Page 126 of Against the Clock

I just stare, my heart ripping apart, the air suddenly hard to breathe.

“They will use you until they break you, Daniel. The AFL is a meat grinder, and they will take it all from you, and dispose of you once you’re past your shelf life. They’ll shoot you so full of meds on game day that you won’t be able to feel the damage until it’s too fucking late. You know this. All of you fucking know it.”

She shakes her head, taking a shaky breath, using the palm of her hand to swipe at her wet cheeks.

“We do know it,” I say. “And it’s worth it. It’s worth it. It’s fleeting, and it’s perfect, and it’s what we’ve dreamed of our whole lives. We’ve spent long days and late nights and early mornings bleeding football because we love it. We made it. We’re the lucky ones. Because when my feet hit the turf and the ball’s in my hand, I feel alive. I feel in control. I feel like a god, and I fucking love it.” The words are coming out harsh now, a staccato gunfire of emotions I didn’t know I felt.

“It doesn’t love you back,” she says, shaking her head. “It doesn’t love you back, and your fans have me scared to go home tonight.”

She stands slowly and I grind my molars as she gives me a long, sad look.

“Don’t play tomorrow, Daniel. Don’t hurt yourself worse.”

“I have to,” I say, and my tone is firm. Resolute.

Inside, I’m anything but. I know she’s right. I don’t want to hear it.

“You don’t.” She shakes her head and one more tear falls, splashing against my kitchen floor. “You don’t have to.”

She turns on her heel and I blink. What the hell just happened?

“Are you breaking up with me?” I ask her and she half turns, glancing at me over her shoulder.

“No. I love you. I love you so much that I can’t stand by you while you tear your body apart for a game. I love you so much that it makes me sick to think of you hurt. I’m going to Cameron’s. Please, Daniel. Please take care of yourself. No one else can.

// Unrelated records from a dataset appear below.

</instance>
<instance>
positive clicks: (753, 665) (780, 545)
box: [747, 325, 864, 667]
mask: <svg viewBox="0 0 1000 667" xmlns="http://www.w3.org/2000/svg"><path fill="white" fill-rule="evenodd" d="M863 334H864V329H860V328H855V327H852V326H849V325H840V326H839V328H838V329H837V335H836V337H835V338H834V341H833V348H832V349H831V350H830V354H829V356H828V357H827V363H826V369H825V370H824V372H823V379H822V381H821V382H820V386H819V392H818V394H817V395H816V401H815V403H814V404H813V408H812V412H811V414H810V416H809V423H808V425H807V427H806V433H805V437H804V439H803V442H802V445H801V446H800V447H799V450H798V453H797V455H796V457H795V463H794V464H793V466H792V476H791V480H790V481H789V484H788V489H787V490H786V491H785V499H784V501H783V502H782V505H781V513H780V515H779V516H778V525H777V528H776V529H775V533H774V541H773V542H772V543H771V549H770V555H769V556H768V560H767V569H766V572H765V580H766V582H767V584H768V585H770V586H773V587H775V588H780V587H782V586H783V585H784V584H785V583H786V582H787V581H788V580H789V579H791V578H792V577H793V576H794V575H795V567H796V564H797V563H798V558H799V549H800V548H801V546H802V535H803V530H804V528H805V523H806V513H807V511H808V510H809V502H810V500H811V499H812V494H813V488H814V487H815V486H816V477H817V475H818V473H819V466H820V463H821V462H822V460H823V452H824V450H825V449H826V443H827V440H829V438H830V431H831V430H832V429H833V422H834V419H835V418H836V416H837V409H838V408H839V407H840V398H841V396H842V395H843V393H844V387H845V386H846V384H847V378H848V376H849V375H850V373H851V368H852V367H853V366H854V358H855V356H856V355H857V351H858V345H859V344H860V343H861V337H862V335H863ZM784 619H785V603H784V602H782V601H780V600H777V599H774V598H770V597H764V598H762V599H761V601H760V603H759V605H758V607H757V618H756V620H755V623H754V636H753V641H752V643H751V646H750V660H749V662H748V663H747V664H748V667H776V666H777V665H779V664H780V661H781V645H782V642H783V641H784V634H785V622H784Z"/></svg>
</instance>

No one will make you.”

Just like that, she’s gone.

The front door closes, and her headlights bounce down the driveway, leaving me with too much fucking food and even more regrets.

CHAPTER 49

KELSEY

Cameron’s singing off-key, coffee percolating in her ancient Mr. Coffee maker, and all I can do is stare at the ceiling.

“You okay, boo?” The pull-out couch squeaks as she sits next to me.

“No,” I say, sitting up so I don’t roll into her. “Thanks for letting me crash here, though.”

“Literally anytime.” She eyes me speculatively. “Actually, if you want, you could just move in here. Rent’s going up in a few months, and I’m either going to have to move or get a roommate.”

My mouth opens and I flop back onto the pillow. A mistake, because the bed is not comfortable and now my back’s hurting again.

“Oh. Oh.” Cameron’s eyes are wide, surprise flickering across her face, chased by a worried frown. “You were going to move in with him?”

“He mentioned it once or twice.” I roll over onto my stomach, but it makes it worse and I finally roll off the bed, standing instead. “I never really answered him. I was thinking about it, though, and now…”

“You said you didn’t break up with him.” Cameron stands, too, and I help her tug the sheets off the bed and we both grunt as we fold it back into a couch.

“I didn’t. But it wasn’t good. It’s not good,” I say, and my voice breaks on the last word. “I just can’t sit back and watch him destroy his body. You know?”

“Then don’t.” She shrugs a shoulder. “I know we planned on going to the game today, and he was going to let us use his box, but what if we go get our nails done instead? Or we can drive to the shore, hang out on the beach. Fuck football!”

“I feel terrible,” I tell her, cramming the heels of my hands into my eyes.

“You’re going to give yourself wrinkles. I mean, we could go get Botox today, but that’s not in my budget at the moment. But I can recommend ten med spas that will blow your mind!” she says, using her tried and true TV voice.

I give a wet laugh. “No, I feel like an asshole.”